The individual story which initially made me want to write something for the Women's Guild is called "In the Convent Chapel." In this the priest visits an order of enclosed nuns and as he kneels in the chapel, he reflects on the nun whose hour it is for making intercession before the Sacrament. He begins by thinking that the contemplative life is a waste and that this woman could have been happy and useful in the world; could have been a wife and a mother instead of being locked up in "the sour life of a cloister- as loveless and desolate as the cold walls themselves." But then the priest experiences what he (and S. Theresa) call an "intellectual vision". He becomes aware that the quiet of the convent chapel is deceptive and that the praying nun and the Tabernacle are in fact a hub of activity. He attempts to describe what he means by comparing the convent chapel to the office of a great business man, a Rothschild, which, though it may not seem as bustling, is in fact at the centre of far more activity than the "small provincial shopkeeper" (to whom the secular priest compares himself) could ever dream of.

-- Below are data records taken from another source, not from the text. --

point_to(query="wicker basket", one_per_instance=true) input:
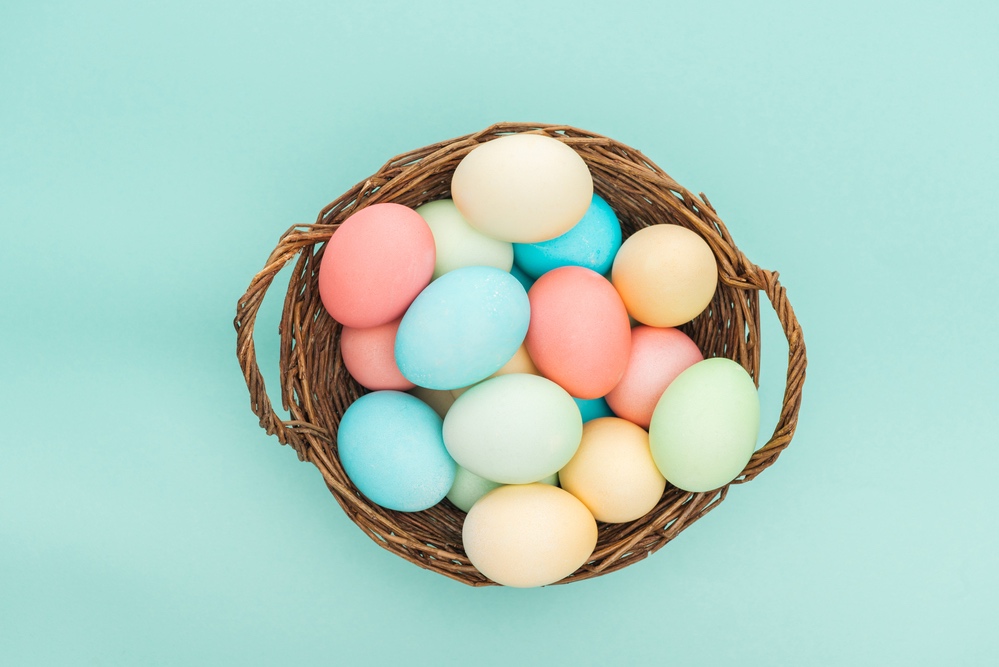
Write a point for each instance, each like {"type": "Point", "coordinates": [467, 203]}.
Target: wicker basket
{"type": "Point", "coordinates": [316, 388]}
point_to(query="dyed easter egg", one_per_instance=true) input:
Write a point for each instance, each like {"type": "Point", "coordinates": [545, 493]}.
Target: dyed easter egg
{"type": "Point", "coordinates": [593, 408]}
{"type": "Point", "coordinates": [369, 355]}
{"type": "Point", "coordinates": [469, 487]}
{"type": "Point", "coordinates": [391, 447]}
{"type": "Point", "coordinates": [704, 427]}
{"type": "Point", "coordinates": [522, 188]}
{"type": "Point", "coordinates": [612, 472]}
{"type": "Point", "coordinates": [666, 275]}
{"type": "Point", "coordinates": [658, 355]}
{"type": "Point", "coordinates": [462, 328]}
{"type": "Point", "coordinates": [458, 244]}
{"type": "Point", "coordinates": [528, 535]}
{"type": "Point", "coordinates": [513, 429]}
{"type": "Point", "coordinates": [591, 243]}
{"type": "Point", "coordinates": [375, 264]}
{"type": "Point", "coordinates": [579, 334]}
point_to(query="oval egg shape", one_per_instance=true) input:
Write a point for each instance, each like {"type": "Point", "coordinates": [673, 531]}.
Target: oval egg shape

In other stories, the priest talks about a spiritual life which goes on around human beings, for the most part without their noticing. In "Consolatrix Afflictorum" we see a grief-stricken little boy consoled by Our Lady, who is visible and tangible to him, though imperceptible by anyone else. Another story describes the intervention of a tender and loving angel who does not prevent but rather oversees the death of a small child. In "Over the Gateway" the priest is granted a vision of a saint interceding for a grieving woman, uniting himself with her grief and laying it before the throne of God. The praying man is kneeling in the air, but also at a sharp angle to the ground. It nonetheless appears to the the priest that there is nothing peculiar about this man but that instead the world appears skewed.

"...it showed me how the world of spirits was the real world, and the world of sense comparatively unreal."

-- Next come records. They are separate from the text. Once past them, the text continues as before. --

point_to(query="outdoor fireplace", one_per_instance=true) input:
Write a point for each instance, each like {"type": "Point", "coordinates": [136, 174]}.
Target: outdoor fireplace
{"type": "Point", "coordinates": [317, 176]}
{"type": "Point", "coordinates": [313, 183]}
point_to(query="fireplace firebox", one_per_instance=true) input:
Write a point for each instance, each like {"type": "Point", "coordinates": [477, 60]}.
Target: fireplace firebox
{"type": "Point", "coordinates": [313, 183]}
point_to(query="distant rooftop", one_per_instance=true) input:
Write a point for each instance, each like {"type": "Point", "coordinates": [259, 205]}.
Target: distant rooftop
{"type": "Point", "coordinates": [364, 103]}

Each story in the collection contributes to this idea: that our worldly experiences are only a small part of the picture; that our sorrows and struggles are consoled and supported by the prayers of the saints. However much we are taught about the communion of saints, and although we affirm our belief in it every week in the creed, the spiritual world of the angels and saints can seem very distant to those of us who are neither visionaries nor contemplative nuns. Stories such as Benson's help us to remember that we are surrounded by the unseen and spiritual Kingdom of God, which nevertheless involves and sustains us.

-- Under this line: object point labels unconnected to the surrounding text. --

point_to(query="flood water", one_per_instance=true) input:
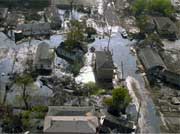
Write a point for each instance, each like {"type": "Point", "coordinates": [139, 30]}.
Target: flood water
{"type": "Point", "coordinates": [149, 121]}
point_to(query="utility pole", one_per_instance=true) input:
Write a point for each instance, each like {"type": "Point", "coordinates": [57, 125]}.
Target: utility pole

Benson's priest is not suggesting that we should all be in contemplative orders. After all, if it were not for the " small provincial shopkeeper" and even, perhaps, those of us without as much as a parish "shop" to run, it is hard to see how the prayers of the conventual Rothschild would win so many souls. Instead he is reminding us that the supernatural is "more than a beautiful and symbolic fairy-story" and that we are all living and praying within the context of the community of saints.

It is very interesting, I think, to note that Benson wrote these stories around the time when he converted which,for a member of the Community of the Ressurection and the son of an Archbishop of Canterbury must have been a time of considerable stress and uncertainty. It is easy to imagine why tales of devotion to Our Lady, trust in the Sacrament and the prayers of the saints should have appealed to him then.